Compute the impurity information from a sequence of subtrees by using an independent set. The subtrees are based on a modified CARTGV tree (i.e. a CARTGV tree that is included in a RFGV forest).

impurity.cartgv.rf(validation, tree_seq, tree)

Arguments

validation

a new data frame containing the same variables that "data".

tree_seq

the object returned by the function "extract_subtrees". Each element of this sequence is an object "tree" returned by the function cartgv.rf.

tree

a fitted modified CARTGV tree.
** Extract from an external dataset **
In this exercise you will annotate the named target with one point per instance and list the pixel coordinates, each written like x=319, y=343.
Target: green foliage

It is an output of the function "cartgv.rf".

Value

a list with elements - impurete: a data frame containing the value of several impurity fucntions (in this order Gini, Entropy, misclassification rate) for each subtree of the sequence. The i-th row corresponds to the i-th subtree of the sequence. - pred: a list containing the prediction of the label for the data set "validation" based on each subtree. Precisely, the i-th element is the object returned by the function "predict_cartgv.rf" for the i-th subtree nd by using the data set "validation". - summary_noeuds: a list containg for each subtree informations about the nodes (nom_noeuds: node name, N: number of observations in the node, N[Y=1]: number of observation with "Y=1" in the node, N[Y=0]: number of observation with "Y=0" in the node, P[Y=1]: estimated probability that an observation in the node is assigned to the label "Y=1", P[Y=1]: estimated probability that an observation in the node is assigned to the label "Y=0" and P[hat.Y!=Y]: misclassification rate in the node).